Wednesday, July 22, 2015

Is It Time to Rethink This Standard HR Practice?

This week Forbes contributor Liz Ryan takes on some standard company policies and procedures that she thinks are outdated and counterproductive.   Among them, she criticizes the rule in many firms whereby employees must notify their manager if they wish to apply for another job within the organization.  Here's an except from her article:  

Most large and many medium-sized organizations still have policies in place that require an employee who wants to apply for a different job in the company to get his or her manager’s approval first.  Any person with three functioning brain cells can instantly think of plenty of good reasons why a manager might prevent a qualified and eager employee from moving into another job.  It’s a pain in the neck to replace a key employee. You might want to keep a great person on your team to boost your own chances at getting promoted... HR people working together with your employees should arrange transfer and promotion interviews. If an employee doesn’t get the job he applied for, his or her manager never even needs to know about it. If s/he gets the job, the manager can be brought into the loop at that point.

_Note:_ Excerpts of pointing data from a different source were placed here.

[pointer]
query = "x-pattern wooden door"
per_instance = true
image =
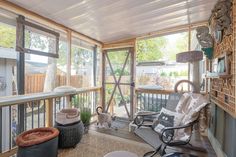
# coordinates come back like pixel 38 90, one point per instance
pixel 119 82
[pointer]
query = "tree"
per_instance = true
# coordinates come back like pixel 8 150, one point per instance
pixel 151 49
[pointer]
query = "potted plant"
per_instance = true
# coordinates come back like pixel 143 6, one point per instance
pixel 85 117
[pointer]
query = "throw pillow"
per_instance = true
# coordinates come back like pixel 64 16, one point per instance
pixel 168 118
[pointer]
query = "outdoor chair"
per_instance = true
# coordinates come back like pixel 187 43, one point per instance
pixel 161 130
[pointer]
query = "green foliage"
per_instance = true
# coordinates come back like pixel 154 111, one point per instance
pixel 85 116
pixel 151 49
pixel 62 60
pixel 7 36
pixel 174 73
pixel 163 74
pixel 78 101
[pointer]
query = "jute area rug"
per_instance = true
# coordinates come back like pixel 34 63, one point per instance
pixel 94 144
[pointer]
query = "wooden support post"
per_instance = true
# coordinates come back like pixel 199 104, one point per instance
pixel 68 101
pixel 132 86
pixel 102 96
pixel 49 112
pixel 68 58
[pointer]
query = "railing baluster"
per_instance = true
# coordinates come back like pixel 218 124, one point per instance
pixel 25 117
pixel 152 104
pixel 64 102
pixel 44 112
pixel 161 104
pixel 55 107
pixel 32 114
pixel 39 111
pixel 38 102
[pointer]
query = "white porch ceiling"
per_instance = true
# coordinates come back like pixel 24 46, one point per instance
pixel 112 20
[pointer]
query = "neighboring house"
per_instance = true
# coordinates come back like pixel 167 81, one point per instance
pixel 156 67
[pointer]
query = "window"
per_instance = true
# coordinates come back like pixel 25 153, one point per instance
pixel 157 64
pixel 37 39
pixel 82 64
pixel 7 60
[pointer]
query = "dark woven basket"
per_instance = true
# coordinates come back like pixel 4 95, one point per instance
pixel 70 135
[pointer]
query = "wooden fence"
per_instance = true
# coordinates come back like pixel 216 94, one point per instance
pixel 34 83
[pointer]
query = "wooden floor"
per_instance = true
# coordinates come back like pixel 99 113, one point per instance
pixel 201 144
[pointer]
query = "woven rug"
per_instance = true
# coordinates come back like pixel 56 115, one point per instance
pixel 96 144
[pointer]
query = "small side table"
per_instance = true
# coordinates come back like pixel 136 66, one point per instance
pixel 121 154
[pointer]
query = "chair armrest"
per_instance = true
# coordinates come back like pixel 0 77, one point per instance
pixel 169 137
pixel 139 120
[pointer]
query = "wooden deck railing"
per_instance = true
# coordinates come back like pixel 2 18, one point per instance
pixel 24 112
pixel 151 99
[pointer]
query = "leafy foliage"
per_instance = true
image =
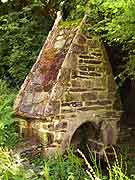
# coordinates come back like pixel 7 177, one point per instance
pixel 8 135
pixel 68 167
pixel 114 22
pixel 21 37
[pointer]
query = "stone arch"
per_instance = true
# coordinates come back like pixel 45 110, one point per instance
pixel 83 134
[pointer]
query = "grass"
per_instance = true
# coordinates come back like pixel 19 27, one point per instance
pixel 66 167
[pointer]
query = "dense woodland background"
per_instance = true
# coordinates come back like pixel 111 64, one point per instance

I'm curious what readers think about Ryan's recommendation.  I can see both sides of this argument.  In many firms, this rule does inhibit employees from pursuing new opportunities at times.  Some managers do horde talent to the detriment of employees' personal development and to the detriment of the organization's effectiveness as a whole.   On the other hand, Ryan's idea puts human resource professionals in an awkward spot. Moreover, it leaves managers - perhaps very good ones - completely in the dark.   Ideally, human resources should be facilitating career development conversations between managers and subordinates, rather than sidestepping supervisors in this manner.  They should be encouraging and facilitating each manager to talk to their people frequently about their goals and aspirations (not just at an annual performance review).  Moreover, human resources should be talking to managers about employee engagement data, so that they can proactively address situations where people may be frustrated on a particular team.  Finally, human resources should be facilitating discussions at more senior levels about key job openings, so that the organization can proactively identify key talent that it may wish to move into a new opportunity.